The idea is to compute a game’s graphics, compress them, and send them out over the Internet so that online gamers can run the results on platforms, such as cellphones, that are too computationally puny to render the graphics on their own. Game makers would write their software for the supercomputer—rather than for a PC, smart phone, or other platform—and then rent computer time and bandwidth on AMD’s machine. It’s a particularly striking example of the shift in the balance of power away from the platform and into the network, or cloud—hence the computer’s name, the Fusion Render Cloud.
Cloud computing makes it ridiculously easy for potential customers to try out a game and get hooked—all they have to do is go to a Web site and start playing. Another plus is that by off-loading most of the computational guts, cloud computing puts game software out of the reach of pirates. And it economizes on computation time by supplying users with only as much graphical detail as the available bandwidth can handle, when it can handle it.
”We’ll be able to render 30 to 50 frames per second remotely and stream it to any modern Web browser,” says Jules Urbach, chief executive of Otoy International, the game technology company that’s writing the software. ”If you’re on a low-band phone, we’d send less data per frame—for a lower-res image—but you’d still get 30 to 50 frames per second.” The system tests the connection throughout a session, so if the user changes to a more capacious network—say, by switching from a cellphone to a hard-wired desktop—the system responds by adding detail.
The supercomputer will consist mainly of 1000 graphics-processing units (GPUs), each of which can run 800 concurrent computational tasks, or threads. At two chips per graphics card, that means 1600 threads at a pop. About a quarter of the chips will compress or decompress data, and the rest will render the graphics. That’s more than enough muscle, AMD says, to serve the players in any existing massively multiplayer game. The company says it can scale up the machine simply by adding more cards.
AMD says the Fusion Cloud will consume only 150 kilowatts running full tilt, compared to Roadrunner’s 2.35 megawatts. AMD says it will be able to perform as many operations per second as Roadrunner with less power, because its GPUs, with their hundreds of cores, can do far more things at once than can central-processing units (CPUs), which have only a handful of cores. That allows GPUs to better render graphics, a task best handled by dividing it up and working on the pieces in parallel.

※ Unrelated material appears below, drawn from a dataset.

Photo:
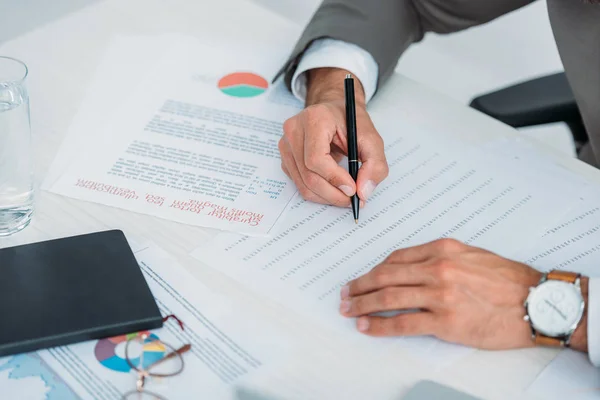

The Fusion Cloud is happening now because three things fell into place only recently. Rapid-access memory reached the gigabyte range; a way of getting GPUs to perform floating-point operations—long the domain of CPUs—was found; and the rendering of subtle shades of light got much easier to program. ”Graphics cards originally had no shaders,” explains Urbach. ”Then they got geometry shading and then pixel shading, an enormous leap. Finally, since June of last year, we’ve had a general-purpose shader.”
AMD’s plan is merely a battle in a larger war being fought by Intel, AMD, and Nvidia Corp. over the advantages of graphics processing. ”We compete against Intel on the CPU side—they’re trying to get their CPUs to be more parallel—and against Nvidia on the GPU side—they’re trying to get their GPUs to be more flexible,” says AMD spokesman David Nalasco. ”We have both.”